Written after a visit to Saudi Arabia, Charles described how he had gained fresh insight into the regional struggles, especially from the Arab perspective:

“Also begin to understand their point of view about Israel. Never realized they see it as a U.S. colony … I now appreciate that Arabs and Jews were all a Semitic people originally and it is the influx of foreign, European Jews (especially from Poland, they say) which has helped to cause great problems.”

“I know there are so many complex issues,” he continued, “but how can there ever be an end to terrorism unless the causes are eliminated?”

Then, recycling an old anti-Semitic standby alleging clandestine Jewish control of American politics, he wrote: “Surely some U.S. president has to have the courage to stand up and take on the Jewish lobby in U.S.? I must be naive, I suppose,” he said in the missive sent to explorer Laurens van der Post.

In response, the British-based Campaign Against Anti-Semitism called Charles’ letter “unmistakably antisemitic.”

“This letter is disturbing. It appears that our future king believed in 1986 that the ‘influx’ of Holocaust survivors to Israel were not ‘Semitic,’ ‘cause great problems’ including terrorism, and should be ‘eliminated,’ presumably through their removal,” said the group’s chairman, Gideon Falter, in a statement on Sunday.

“The letter also appears to endorse the view that Israel is not simply the result of Jewish self-determination in the historic Jewish homeland, but the result of bullying by an all-powerful ‘Jewish lobby’ which holds U.S. presidents in its clutches. We view these comments as unmistakably anti-Semitic.”

Stephen Pollard, the editor of the Jewish Chronicle weekly, called the letter’s contents “jaw-droppingly shocking,” in particular the use of the term “Jewish lobby.”

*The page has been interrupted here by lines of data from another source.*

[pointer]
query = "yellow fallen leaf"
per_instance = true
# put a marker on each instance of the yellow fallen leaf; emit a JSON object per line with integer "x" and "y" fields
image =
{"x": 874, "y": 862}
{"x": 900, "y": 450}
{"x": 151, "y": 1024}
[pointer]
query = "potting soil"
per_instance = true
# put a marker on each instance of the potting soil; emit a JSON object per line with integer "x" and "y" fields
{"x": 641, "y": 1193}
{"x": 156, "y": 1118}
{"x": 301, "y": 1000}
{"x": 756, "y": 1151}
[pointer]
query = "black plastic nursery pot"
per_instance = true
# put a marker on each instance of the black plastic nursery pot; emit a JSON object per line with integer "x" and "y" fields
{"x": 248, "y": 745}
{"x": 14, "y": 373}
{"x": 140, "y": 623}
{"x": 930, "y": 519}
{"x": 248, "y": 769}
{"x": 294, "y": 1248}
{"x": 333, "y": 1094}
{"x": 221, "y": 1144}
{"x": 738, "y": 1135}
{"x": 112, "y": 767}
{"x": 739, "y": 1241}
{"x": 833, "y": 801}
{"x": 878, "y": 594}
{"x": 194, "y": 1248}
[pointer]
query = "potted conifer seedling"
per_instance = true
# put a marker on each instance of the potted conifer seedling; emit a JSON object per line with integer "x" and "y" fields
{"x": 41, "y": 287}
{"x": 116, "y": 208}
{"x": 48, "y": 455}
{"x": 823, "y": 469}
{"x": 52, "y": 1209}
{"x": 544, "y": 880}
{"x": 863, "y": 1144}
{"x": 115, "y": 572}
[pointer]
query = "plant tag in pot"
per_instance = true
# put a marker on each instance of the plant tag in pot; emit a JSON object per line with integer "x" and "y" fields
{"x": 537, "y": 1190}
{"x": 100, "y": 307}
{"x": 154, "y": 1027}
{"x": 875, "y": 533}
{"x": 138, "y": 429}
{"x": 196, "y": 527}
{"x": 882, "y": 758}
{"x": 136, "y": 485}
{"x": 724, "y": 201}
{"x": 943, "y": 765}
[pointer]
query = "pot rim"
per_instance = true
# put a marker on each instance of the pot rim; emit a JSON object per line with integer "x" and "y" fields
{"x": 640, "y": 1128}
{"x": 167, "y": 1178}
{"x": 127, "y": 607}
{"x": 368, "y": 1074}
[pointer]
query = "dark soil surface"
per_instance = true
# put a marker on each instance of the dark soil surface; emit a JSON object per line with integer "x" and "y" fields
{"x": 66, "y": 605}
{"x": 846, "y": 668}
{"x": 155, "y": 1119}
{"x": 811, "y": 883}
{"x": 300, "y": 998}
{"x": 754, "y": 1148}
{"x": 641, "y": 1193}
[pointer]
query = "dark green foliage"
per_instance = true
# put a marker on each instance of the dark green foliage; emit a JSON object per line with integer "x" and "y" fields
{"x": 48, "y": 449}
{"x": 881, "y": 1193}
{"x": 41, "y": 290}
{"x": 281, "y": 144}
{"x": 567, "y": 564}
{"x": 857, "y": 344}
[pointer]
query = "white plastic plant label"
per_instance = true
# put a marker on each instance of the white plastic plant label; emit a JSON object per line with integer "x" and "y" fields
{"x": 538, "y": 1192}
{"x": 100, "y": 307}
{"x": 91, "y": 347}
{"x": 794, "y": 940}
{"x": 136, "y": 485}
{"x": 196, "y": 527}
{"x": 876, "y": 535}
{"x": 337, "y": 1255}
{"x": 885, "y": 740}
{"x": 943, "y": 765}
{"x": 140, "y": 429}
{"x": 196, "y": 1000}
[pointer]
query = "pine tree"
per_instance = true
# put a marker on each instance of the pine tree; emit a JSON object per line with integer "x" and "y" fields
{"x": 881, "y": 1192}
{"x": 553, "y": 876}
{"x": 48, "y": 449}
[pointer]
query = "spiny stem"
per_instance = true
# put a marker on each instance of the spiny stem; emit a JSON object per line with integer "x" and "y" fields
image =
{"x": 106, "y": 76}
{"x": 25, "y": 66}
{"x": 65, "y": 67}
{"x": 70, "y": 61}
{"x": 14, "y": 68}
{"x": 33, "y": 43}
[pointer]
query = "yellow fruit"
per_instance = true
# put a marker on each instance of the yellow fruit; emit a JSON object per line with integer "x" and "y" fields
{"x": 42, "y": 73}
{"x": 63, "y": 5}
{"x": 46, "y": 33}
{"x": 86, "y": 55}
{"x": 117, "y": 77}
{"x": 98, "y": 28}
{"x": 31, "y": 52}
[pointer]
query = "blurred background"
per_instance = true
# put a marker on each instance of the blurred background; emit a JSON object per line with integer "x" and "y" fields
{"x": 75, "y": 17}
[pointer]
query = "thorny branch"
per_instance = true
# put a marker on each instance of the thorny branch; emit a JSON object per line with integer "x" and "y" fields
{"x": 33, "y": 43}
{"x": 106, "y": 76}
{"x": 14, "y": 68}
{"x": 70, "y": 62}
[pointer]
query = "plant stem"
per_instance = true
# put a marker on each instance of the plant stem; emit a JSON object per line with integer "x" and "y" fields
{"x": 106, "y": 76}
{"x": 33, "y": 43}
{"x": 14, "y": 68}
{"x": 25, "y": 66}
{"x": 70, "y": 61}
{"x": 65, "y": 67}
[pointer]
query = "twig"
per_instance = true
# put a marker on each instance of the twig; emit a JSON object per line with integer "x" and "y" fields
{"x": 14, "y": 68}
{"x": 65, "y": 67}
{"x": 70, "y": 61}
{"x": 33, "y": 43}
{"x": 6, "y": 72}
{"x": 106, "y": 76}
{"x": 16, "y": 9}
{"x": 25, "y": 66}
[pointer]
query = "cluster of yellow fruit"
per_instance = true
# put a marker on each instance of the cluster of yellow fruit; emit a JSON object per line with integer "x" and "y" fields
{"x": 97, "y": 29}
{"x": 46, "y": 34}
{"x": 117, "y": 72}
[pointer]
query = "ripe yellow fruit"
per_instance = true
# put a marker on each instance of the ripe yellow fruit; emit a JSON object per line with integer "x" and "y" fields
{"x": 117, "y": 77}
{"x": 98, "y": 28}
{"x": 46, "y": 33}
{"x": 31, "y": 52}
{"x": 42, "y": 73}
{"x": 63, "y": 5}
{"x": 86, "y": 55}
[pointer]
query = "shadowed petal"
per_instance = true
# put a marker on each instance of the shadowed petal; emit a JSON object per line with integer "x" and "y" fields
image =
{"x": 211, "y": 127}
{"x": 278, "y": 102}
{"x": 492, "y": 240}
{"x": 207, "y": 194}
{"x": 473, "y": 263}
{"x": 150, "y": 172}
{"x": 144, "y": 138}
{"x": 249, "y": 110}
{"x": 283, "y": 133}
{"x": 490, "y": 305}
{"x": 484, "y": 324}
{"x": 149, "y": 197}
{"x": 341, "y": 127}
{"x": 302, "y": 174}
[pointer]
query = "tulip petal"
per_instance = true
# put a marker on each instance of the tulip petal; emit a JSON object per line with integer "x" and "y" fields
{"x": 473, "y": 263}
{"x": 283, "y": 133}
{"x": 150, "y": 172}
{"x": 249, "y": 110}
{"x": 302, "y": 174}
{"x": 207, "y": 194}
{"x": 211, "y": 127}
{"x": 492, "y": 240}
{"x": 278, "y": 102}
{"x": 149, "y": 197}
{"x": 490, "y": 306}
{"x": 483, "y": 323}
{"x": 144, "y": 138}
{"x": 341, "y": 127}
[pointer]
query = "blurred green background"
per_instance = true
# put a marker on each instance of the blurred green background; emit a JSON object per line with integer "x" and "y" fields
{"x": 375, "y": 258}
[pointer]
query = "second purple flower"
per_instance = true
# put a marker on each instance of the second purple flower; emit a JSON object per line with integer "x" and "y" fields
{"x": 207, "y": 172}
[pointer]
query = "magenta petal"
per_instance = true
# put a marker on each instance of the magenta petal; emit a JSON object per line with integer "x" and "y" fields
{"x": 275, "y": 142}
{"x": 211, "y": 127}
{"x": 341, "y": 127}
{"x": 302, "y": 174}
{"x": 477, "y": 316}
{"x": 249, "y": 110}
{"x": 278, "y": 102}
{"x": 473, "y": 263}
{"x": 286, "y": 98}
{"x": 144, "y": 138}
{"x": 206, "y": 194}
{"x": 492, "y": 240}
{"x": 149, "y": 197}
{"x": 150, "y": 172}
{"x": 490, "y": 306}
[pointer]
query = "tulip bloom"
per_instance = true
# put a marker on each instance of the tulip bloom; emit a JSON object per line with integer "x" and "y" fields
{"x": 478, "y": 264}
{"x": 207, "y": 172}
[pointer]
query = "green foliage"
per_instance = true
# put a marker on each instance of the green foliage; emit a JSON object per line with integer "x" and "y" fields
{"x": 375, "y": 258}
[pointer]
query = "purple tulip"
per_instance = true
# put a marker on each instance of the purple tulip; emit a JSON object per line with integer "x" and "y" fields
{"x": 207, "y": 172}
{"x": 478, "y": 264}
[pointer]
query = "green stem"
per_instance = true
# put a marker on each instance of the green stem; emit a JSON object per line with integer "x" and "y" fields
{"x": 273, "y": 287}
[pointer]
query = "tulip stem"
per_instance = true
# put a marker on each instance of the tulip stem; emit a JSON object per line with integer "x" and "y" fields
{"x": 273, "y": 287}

“To me this is the most astonishing element of the prince’s letter. The ‘Jewish lobby’ is one of the anti-Semitic themes that have endured for centuries. It is this myth there are these very powerful Jews who control foreign policy or the media or banks or whatever,” the Mail quoted Pollard as saying.

However, Falter observed that since the letter was written, Charles “appears to have warmed to the Jewish community,” noting his friendship with Orthodox Jewish Rabbi Lord Jonathan Sacks, and his attendance of the inauguration of Rabbi Ephraim Mirvis, Rabbi Sacks’s successor as Chief Rabbi of the United Hebrew Congregations.

Nevertheless, he urged Charles to publicly repudiate the sentiments expressed in the letter, to make clear that his views have changed.

However, a spokeswoman for Charles offered instead a clarification rather than a repudiation. She said he was not expressing his views in the letter but only describing those he encountered during this trip.

“He was sharing the arguments in private correspondence with a long-standing friend in an attempt to improve his understanding of what he has always recognized is a deeply complex issue to which he was coming early on in his own analysis in 1986,” the spokeswoman said.